Cocaine use fell by 20 percent in 1987 among high school seniors, and other illicit drugs including marijuana continued a seven year decline among the same age group, according to a U.S. Department of Health and Human Services (HHS) annual report.
HHS Secretary Otis Bowen said that while many drugs have been on the decline, cocaine use had remained fairly stable for many years. This was the first significant sign of a downturn in its use.
Bowen continued by stating that there is a growing awareness among young people concerning drug abuse. “It is a shame that so many talented young people had to die before this message sank home” he said, citing college basketball player Len Bias and football player Don Rogers as examples of such casualties.

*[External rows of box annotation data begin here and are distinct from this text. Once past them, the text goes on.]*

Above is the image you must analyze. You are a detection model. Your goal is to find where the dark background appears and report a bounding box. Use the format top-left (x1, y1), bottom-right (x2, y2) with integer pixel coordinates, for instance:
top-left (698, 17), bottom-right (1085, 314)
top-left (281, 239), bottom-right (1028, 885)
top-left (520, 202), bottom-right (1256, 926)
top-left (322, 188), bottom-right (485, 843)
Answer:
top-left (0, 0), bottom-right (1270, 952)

White House spokesman Marlin Fitzwater said President Ronald Reagan and his wife were pleased with the positive results of the report. Professionals in the anti-drug field have long understood the correlation between the use of a particular drug and its perceived health risk. This sharp decline confirms the growing grassroots understanding of the risk of hard drugs.
Lloyd Johnstone, director of the survey done annually by the University of Michigan Institute for Social Research, said the relationship between the use of cocaine and the perceived threat showed that people make a more rational decision than is often believed about whether to use a particular drug. “Young people are not dumb” said Johnstone, who used PCP as another example of a drug that has declined in use by 75 percent after gaining a reputation as a “bad drug.”
While gratified with the results of the survey, Johnstone said, “We have only come part of the way down from a very high mountain.”
The 1987 survey included some 17,000 high school students in 130 schools; 10.3 percent admitted using cocaine at least once during the preceding 12 months as compared with 12.7 percent the previous year. In real terms this means that 20 percent fewer students tried cocaine in 1987 that in 1986.
The Michigan survey is a confidential survey used in high schools and is regarded as a sound measure of high school drug abuse. In its 13 year history the survey has recorded the rise and decline of drug use.